El aumento de enfermedades respiratorias durante el invierno también ha elevado el consumo de medicamentos para aliviar síntomas como fiebre, congestión y malestar general. En ese contexto, especialistas advirtieron sobre los riesgos de combinar antigripales con bebidas alcohólicas, una práctica que puede provocar efectos adversos severos
y, en algunos casos, comprometer la vida de las personas.
La alerta surge luego de que el Instituto de Salud Pública (ISP) advirtiera sobre contenidos difundidos en redes sociales que incentivan la mezcla de alcohol con medicamentos antigripales, práctica que expertos califican como peligrosa para la salud pública.
Fernando Torres, toxicólogo y director de la Escuela de Química y Farmacia de la Universidad Andrés Bello, explicó que muchos de estos medicamentos contienen una combinación de principios activos como paracetamol, pseudoefedrina, clorfenamina y cafeína, cuyos efectos pueden intensificarse al interactuar con alcohol.
Los fármacos más peligrosos de mezclar
Uno de los principales riesgos está asociado al paracetamol, componente ampliamente utilizado para reducir fiebre y dolor. Según el especialista, el alcohol favorece la formación de metabolitos tóxicos que aumentan la posibilidad de daño hepático, especialmente en personas que consumen alcohol con frecuencia o exceden las dosis recomendadas.

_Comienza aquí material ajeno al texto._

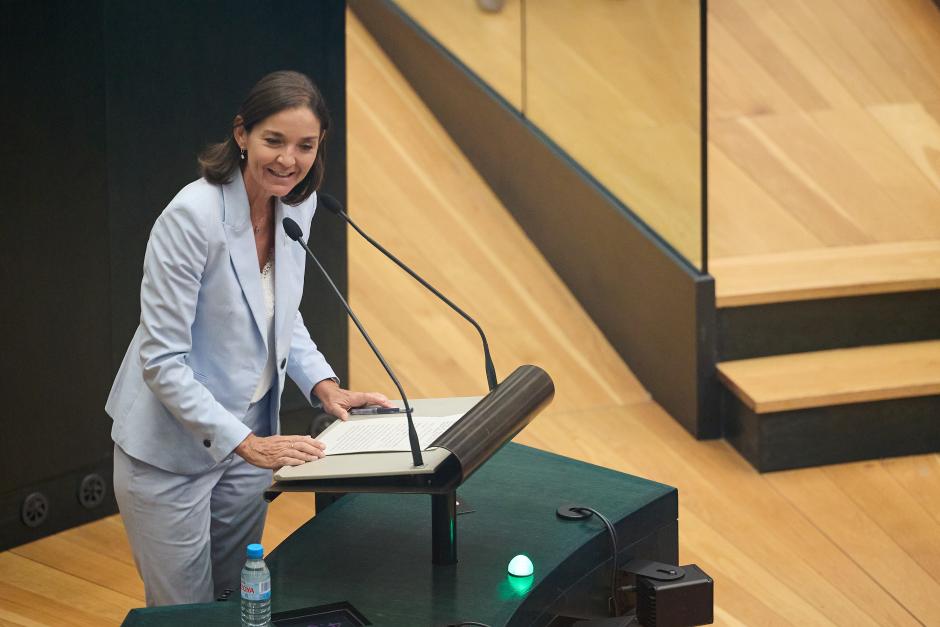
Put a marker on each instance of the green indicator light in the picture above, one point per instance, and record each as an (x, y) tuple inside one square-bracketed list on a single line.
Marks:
[(520, 566)]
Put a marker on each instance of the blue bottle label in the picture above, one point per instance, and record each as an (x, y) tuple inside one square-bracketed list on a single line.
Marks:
[(257, 591)]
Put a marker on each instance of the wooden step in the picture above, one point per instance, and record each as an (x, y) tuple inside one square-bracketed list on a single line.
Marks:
[(826, 273), (835, 377)]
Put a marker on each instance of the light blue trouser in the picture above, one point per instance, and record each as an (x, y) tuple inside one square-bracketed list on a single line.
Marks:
[(188, 533)]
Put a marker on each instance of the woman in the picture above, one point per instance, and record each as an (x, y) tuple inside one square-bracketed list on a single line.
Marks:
[(195, 403)]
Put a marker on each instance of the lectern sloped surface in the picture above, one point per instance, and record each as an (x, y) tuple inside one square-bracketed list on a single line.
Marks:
[(487, 423)]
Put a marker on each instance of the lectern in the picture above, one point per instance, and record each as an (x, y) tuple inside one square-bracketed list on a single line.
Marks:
[(487, 424)]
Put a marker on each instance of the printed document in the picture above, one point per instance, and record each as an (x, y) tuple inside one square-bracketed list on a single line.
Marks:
[(384, 433)]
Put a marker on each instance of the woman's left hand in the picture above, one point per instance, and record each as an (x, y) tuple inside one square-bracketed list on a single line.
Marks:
[(338, 401)]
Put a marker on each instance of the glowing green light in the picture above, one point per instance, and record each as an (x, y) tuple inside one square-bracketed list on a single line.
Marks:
[(520, 566), (519, 586)]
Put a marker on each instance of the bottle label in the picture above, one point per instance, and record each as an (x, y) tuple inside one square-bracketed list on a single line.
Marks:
[(257, 590)]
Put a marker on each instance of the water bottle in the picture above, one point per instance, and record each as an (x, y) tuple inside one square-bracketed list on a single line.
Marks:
[(256, 589)]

“Una intoxicación puede comenzar con síntomas leves y evolucionar horas más tarde hacia una insuficiencia hepática grave”, advirtió Torres.
El académico también alertó sobre la clorfenamina, antihistamínico presente en varios antigripales y que provoca somnolencia. Al combinarse con alcohol, dijo, se incrementa la disminución de reflejos y alteraciones de conciencia, aumentando el riesgo de accidentes de tránsito, caídas y lesiones laborales.

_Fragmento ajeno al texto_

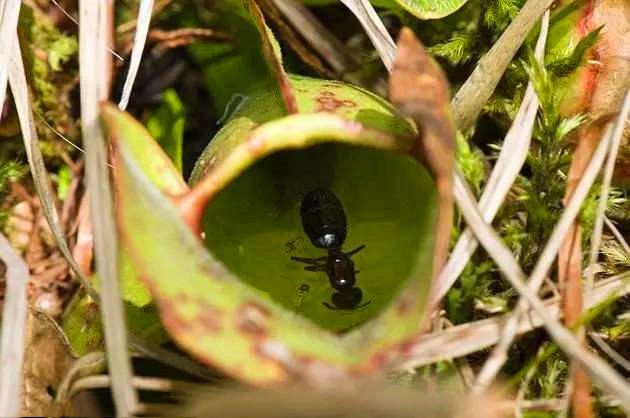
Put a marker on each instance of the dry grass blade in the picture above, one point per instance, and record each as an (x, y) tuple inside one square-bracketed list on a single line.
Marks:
[(170, 358), (317, 35), (94, 68), (141, 383), (9, 13), (375, 30), (142, 28), (617, 235), (19, 88), (478, 88), (40, 178), (596, 236), (491, 241), (499, 354), (470, 337), (90, 364), (13, 330), (511, 159)]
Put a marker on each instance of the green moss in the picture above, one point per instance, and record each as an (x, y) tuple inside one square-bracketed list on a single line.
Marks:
[(47, 53)]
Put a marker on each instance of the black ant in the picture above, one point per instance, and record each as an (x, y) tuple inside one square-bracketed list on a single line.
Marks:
[(324, 221)]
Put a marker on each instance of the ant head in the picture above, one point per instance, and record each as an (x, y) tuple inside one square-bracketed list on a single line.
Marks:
[(340, 270)]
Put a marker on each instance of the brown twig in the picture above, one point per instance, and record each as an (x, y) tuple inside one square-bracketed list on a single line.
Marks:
[(567, 342), (470, 337), (478, 88)]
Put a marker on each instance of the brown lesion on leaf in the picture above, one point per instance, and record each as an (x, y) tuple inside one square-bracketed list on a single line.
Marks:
[(252, 318), (211, 318), (327, 101)]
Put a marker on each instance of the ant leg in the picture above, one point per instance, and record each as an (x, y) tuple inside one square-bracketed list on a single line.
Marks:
[(308, 260), (364, 305), (356, 250), (317, 267)]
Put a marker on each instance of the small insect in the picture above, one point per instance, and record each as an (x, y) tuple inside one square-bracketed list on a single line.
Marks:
[(324, 221)]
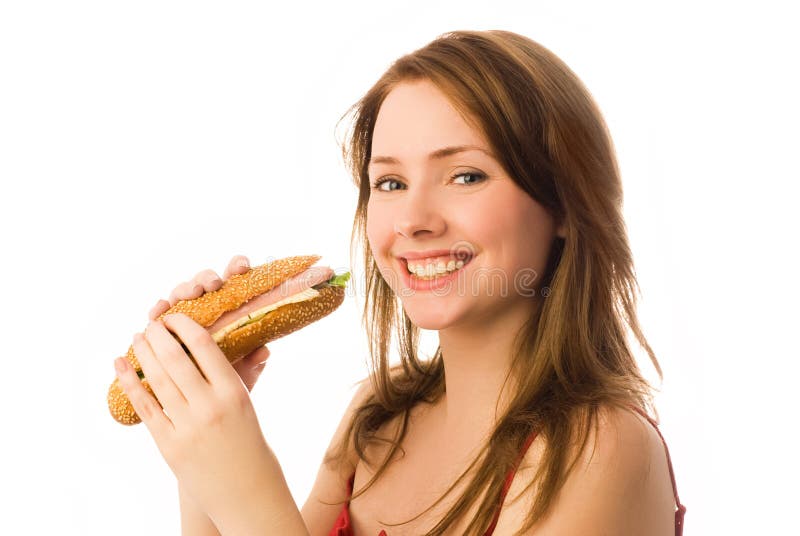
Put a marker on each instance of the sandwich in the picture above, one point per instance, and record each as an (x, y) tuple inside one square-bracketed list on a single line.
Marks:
[(248, 311)]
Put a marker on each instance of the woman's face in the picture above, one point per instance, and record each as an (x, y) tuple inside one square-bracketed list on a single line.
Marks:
[(453, 201)]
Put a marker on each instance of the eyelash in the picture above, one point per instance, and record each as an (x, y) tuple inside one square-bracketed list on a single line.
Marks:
[(482, 176)]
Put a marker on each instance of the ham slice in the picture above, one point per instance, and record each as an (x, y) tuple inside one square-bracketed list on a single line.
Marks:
[(305, 280)]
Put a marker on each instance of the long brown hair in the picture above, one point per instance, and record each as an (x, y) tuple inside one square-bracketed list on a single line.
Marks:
[(572, 356)]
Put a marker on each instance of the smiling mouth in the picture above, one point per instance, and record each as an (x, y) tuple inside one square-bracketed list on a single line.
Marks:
[(431, 271)]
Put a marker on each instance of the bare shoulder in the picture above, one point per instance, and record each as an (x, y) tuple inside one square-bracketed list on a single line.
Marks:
[(620, 484)]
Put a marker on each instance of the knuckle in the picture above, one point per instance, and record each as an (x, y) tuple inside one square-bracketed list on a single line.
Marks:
[(201, 338), (206, 275)]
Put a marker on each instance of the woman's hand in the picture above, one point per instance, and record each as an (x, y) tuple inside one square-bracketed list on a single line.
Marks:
[(250, 366), (207, 431)]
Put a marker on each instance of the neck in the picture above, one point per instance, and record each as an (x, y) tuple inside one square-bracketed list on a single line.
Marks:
[(477, 358)]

En el caso de la pseudoefedrina, utilizada para aliviar la congestión nasal, explicó que puede elevar la frecuencia cardíaca y la presión arterial. Sumada al alcohol, la respuesta cardiovascular puede alterarse y provocar palpitaciones, ansiedad y complicaciones en personas con hipertensión o enfermedades cardíacas.
Algunos medicamentos incorporan cafeína para contrarrestar el sueño asociado a otros componentes. Sin embargo, el toxicólogo sostuvo que mezclada con alcohol puede generar una falsa sensación de lucidez, llevando a las personas a subestimar su nivel de intoxicación y asumir conductas de riesgo.
Recomendaciones
“El hecho de que un medicamento sea de venta libre no significa que sea inocuo”, señaló Torres, quien recomendó revisar siempre la composición de los antigripales, respetar las dosis indicadas y evitar completamente el consumo de alcohol durante el tratamiento.

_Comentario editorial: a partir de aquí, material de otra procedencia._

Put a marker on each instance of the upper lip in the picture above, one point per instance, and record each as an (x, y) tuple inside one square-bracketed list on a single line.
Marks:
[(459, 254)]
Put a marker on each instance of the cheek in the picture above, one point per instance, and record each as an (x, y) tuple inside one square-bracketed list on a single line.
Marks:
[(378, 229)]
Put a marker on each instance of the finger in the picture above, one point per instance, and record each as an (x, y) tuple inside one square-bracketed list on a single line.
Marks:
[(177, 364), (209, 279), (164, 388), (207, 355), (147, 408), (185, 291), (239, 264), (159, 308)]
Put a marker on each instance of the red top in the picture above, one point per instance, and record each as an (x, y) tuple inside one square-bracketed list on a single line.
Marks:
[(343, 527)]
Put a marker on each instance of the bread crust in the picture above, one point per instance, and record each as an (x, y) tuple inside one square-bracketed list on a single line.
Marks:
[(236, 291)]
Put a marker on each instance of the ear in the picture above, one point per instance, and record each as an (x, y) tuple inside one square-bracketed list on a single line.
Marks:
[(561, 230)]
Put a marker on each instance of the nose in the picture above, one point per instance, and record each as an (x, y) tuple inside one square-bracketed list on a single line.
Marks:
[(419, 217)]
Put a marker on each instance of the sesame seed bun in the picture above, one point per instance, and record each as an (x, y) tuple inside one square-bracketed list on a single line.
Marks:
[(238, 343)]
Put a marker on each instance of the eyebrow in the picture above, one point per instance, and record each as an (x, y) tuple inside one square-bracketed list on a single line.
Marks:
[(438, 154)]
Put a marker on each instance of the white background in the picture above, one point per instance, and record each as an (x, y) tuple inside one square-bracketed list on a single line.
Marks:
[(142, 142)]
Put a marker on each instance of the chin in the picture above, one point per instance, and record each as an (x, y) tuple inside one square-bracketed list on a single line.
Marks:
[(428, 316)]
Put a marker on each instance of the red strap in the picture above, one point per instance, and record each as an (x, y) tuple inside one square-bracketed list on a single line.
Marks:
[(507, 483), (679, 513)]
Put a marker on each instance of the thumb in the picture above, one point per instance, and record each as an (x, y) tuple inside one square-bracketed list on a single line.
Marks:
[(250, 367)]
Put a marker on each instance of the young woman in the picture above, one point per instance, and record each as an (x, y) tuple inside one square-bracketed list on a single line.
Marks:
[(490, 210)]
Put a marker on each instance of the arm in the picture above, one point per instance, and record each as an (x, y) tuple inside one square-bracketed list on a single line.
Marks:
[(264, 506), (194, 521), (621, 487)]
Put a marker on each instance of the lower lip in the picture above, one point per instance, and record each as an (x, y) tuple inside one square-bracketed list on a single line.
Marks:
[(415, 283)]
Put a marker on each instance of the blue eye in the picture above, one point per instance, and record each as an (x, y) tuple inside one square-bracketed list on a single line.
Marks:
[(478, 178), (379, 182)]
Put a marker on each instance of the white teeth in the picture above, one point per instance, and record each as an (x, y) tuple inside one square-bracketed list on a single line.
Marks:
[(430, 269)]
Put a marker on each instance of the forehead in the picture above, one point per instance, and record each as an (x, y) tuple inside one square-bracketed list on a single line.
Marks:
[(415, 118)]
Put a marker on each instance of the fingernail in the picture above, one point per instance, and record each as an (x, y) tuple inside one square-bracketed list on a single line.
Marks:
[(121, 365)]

El especialista agregó que síntomas como somnolencia excesiva, vómitos persistentes, dolor abdominal intenso, dificultad para despertar o alteraciones de conciencia requieren atención médica inmediata.
Además, cuestionó la difusión de contenidos en redes sociales que promueven desafíos vinculados al consumo conjunto de alcohol y medicamentos. “Existe un peligro importante en publicar este tipo de contenidos, porque normalizan conductas que pueden tener consecuencias graves para la salud y el bienestar de la población”, sostuvo.